It’s no great secret that people use search engines to find what they are interested in. You could learn a lot about a person simply by looking at their search history. But while you may not have the ability (or desire) to do that on a person-by-person basis, you do have the ability to look at the search history of your entire target audience.
3 Things Keyword Research Can Tell You About Your Audience
Keyword research provides a wealth of information that gets you inside the heads of your target audience. Not only does it help you grow your business, but it helps you understand your audience even better. Here are some specific things keyword research can teach you about your audience:
1. Topics your audience is interested in
Keyword research can be a valuable resource for discovering topics you can write about. Most businesses suffer from a lack of topic ideas. Usually, that’s because they are trying to come up with them on their own. But why not let your audience tell you what they want to know about?
Your audience likely has a wide variety of interests that they are already searching for. All you have to do is uncover this information using your favorite keyword research tool, and you have a near endless source of topics to write about.

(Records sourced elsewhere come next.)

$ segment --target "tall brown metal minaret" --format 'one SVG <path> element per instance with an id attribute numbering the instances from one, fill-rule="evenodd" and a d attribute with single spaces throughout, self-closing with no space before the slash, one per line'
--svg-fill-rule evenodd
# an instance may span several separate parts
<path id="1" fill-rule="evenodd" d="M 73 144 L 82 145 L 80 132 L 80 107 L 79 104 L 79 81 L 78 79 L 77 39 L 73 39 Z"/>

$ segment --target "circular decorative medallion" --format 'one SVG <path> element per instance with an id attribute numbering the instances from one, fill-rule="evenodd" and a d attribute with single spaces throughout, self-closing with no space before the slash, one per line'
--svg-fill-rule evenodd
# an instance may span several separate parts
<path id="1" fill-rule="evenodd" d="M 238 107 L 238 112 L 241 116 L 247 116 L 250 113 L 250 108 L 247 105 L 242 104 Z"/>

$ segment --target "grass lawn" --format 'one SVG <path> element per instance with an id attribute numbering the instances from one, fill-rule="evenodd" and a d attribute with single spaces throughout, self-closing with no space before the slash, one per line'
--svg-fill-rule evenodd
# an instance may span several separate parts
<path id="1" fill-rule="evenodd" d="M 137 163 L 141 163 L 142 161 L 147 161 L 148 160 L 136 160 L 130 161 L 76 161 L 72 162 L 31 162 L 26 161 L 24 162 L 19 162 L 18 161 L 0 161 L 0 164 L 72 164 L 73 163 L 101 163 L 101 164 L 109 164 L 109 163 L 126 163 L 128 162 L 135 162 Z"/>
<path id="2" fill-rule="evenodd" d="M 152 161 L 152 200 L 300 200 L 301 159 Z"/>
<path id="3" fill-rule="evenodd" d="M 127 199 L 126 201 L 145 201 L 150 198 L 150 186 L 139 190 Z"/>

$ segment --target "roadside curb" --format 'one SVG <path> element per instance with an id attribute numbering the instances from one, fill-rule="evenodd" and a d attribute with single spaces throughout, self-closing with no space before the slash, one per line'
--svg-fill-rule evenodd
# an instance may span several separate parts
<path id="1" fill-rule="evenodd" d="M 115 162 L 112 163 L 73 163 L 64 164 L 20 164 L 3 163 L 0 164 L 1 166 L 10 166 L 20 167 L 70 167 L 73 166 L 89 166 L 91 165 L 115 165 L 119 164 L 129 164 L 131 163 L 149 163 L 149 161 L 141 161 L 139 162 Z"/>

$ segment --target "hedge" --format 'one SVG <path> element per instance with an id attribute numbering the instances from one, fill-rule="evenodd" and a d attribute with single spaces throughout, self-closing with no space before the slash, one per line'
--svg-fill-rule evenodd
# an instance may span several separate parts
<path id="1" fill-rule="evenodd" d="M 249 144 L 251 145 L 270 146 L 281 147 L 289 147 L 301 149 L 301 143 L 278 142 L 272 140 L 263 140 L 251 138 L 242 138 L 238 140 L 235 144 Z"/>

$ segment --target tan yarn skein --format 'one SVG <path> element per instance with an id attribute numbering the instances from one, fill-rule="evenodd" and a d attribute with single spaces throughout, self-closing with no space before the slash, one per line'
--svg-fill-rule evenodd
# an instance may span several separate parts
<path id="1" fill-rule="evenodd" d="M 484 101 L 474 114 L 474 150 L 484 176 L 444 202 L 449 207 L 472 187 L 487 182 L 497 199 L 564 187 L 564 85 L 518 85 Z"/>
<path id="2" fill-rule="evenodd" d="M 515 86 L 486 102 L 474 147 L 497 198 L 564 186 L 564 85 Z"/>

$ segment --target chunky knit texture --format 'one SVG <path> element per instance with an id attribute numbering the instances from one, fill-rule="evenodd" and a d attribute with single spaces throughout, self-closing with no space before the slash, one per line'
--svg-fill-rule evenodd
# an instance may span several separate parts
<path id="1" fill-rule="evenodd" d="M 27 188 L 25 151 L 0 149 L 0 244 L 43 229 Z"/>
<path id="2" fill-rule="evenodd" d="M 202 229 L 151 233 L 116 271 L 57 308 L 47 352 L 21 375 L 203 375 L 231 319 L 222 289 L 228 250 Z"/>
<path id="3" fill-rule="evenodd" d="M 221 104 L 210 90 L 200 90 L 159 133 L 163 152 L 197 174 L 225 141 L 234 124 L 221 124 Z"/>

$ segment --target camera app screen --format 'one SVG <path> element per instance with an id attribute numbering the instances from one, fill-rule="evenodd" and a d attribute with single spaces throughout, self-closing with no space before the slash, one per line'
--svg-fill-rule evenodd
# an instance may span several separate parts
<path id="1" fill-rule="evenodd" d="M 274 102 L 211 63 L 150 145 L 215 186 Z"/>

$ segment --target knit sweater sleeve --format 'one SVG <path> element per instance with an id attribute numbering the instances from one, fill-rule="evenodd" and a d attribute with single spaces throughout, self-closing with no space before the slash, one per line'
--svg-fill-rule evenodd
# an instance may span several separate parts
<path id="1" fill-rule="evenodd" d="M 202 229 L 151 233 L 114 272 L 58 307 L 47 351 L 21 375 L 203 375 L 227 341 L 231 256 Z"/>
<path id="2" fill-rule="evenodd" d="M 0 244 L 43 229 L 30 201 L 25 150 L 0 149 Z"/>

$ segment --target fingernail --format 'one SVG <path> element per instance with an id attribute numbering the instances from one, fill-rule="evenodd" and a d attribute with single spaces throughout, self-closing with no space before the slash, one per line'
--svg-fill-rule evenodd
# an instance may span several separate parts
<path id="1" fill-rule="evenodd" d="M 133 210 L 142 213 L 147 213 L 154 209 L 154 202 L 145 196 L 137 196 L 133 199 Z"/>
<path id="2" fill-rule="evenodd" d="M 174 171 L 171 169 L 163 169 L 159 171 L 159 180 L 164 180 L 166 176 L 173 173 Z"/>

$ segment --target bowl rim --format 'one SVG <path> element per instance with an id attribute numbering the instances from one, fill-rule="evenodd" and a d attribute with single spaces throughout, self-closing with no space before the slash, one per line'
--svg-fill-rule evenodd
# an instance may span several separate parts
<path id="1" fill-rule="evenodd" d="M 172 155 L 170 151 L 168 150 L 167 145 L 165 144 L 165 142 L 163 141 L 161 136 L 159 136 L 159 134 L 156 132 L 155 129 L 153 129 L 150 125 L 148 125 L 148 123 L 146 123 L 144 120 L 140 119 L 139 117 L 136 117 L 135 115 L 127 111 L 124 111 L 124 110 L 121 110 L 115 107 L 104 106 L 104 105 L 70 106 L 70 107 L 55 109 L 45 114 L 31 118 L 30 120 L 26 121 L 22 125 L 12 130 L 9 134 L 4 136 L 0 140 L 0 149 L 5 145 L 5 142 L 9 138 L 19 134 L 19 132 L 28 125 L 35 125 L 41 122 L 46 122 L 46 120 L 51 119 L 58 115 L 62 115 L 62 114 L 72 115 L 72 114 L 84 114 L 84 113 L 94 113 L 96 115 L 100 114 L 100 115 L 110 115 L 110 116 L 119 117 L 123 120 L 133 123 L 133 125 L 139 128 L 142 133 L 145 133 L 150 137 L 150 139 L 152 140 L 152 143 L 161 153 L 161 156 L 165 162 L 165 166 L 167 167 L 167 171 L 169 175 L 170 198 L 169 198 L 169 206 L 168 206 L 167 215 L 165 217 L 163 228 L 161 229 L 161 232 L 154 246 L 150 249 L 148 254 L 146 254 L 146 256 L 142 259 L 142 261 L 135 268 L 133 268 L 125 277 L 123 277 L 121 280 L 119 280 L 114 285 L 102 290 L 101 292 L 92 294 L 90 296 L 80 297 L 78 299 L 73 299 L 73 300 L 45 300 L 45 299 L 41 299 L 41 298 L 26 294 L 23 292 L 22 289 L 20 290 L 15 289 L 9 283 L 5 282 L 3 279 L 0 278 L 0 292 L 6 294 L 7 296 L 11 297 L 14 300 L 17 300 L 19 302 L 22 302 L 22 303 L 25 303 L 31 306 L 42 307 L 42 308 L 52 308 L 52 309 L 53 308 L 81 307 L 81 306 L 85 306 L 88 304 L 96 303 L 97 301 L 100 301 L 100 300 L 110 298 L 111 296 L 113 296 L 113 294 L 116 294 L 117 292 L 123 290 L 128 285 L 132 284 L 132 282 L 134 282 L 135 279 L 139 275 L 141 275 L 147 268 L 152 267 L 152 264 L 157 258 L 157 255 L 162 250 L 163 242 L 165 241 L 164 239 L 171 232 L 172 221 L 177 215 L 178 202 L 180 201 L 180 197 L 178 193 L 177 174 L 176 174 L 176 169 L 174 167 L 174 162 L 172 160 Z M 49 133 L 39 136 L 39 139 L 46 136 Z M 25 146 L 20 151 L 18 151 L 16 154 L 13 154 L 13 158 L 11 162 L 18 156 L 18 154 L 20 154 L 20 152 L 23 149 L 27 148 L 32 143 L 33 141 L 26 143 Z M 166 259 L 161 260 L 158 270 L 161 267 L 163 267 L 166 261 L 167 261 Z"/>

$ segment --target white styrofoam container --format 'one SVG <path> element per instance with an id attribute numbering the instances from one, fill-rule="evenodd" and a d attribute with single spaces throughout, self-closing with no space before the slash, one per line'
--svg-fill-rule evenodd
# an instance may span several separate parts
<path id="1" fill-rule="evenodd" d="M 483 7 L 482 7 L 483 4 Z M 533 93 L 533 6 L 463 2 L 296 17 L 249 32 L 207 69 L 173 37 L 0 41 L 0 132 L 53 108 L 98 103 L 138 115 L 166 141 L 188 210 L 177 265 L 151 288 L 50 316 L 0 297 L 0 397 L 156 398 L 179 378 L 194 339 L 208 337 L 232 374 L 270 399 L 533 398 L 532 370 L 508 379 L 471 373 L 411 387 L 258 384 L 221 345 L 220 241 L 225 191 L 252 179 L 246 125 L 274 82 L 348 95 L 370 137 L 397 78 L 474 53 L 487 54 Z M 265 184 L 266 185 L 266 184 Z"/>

But don’t assume this is only for blogging. Many of these topics can point to new opportunities for services or products that you can focus on. Or at least new solutions that your existing site doesn’t adequately address.
By looking at your audience’s specific interests, you’re able to engage with them on their terms, addressing what they really want. This will help you produce better content that improves existing engagement rates.
2. Terminology your audience uses
If one thing is a constant in my SEO experience it’s that keyword research will inevitably uncover specific terminology that a business wasn’t already aware of. Industry terminology for a product or service can vary greatly from how it’s commonly referred to by those outside the industry.
Just because you know what something is called, you can’t assume everyone does. The digital marketing industry is a good example. There are a dozen different ways to search for the same thing: web marketing, internet marketing, seo, search engine marketing, online marketing, search engine optimization, etc. I have a tendency to call it “web marketing,” but the most common uses are “seo” and “digital marketing.”
Without this knowledge, we would have a tendency to write about “web marketing” rather than using the more common vernacular. There is nothing wrong with using both, but I need the knowledge of the terminology in order to write about any of it.
3. Deliver content your audience consumes
Searchers often use keywords to describe the type of content they want, using words such as video, infographics, podcast, or pictures, etc. in their searches. If you see any of these terms show up in your keyword research, this tells you what kind of content you need to be producing.
All too often we get stuck in “text mode.” All of our content is text, text, text. Yes, text is the most popular form of content, and video is a close second. But any other format that your audience wants is a worthwhile format to produce content in.
Think of it this way: If searchers want video and you have none, those are searchers that won’t ever find you. Period.
But if you do have video, well, now you’re in the game.
Not so secret secrets
People may keep secrets from their friends, but very few keep secrets from Google. And while most of these secrets aren’t anything to be ashamed of, getting that information can help you do a better job of creating messaging that your audience wants.
I recently read a book that said that if you can convince people you know what they are thinking before they say it, they’ll think you’re really smart. Keyword research gives you the opportunity to do just that. When you find out what your audience wants, you can provide the solution before they ever search for it. And that makes you someone they just might want to do business with!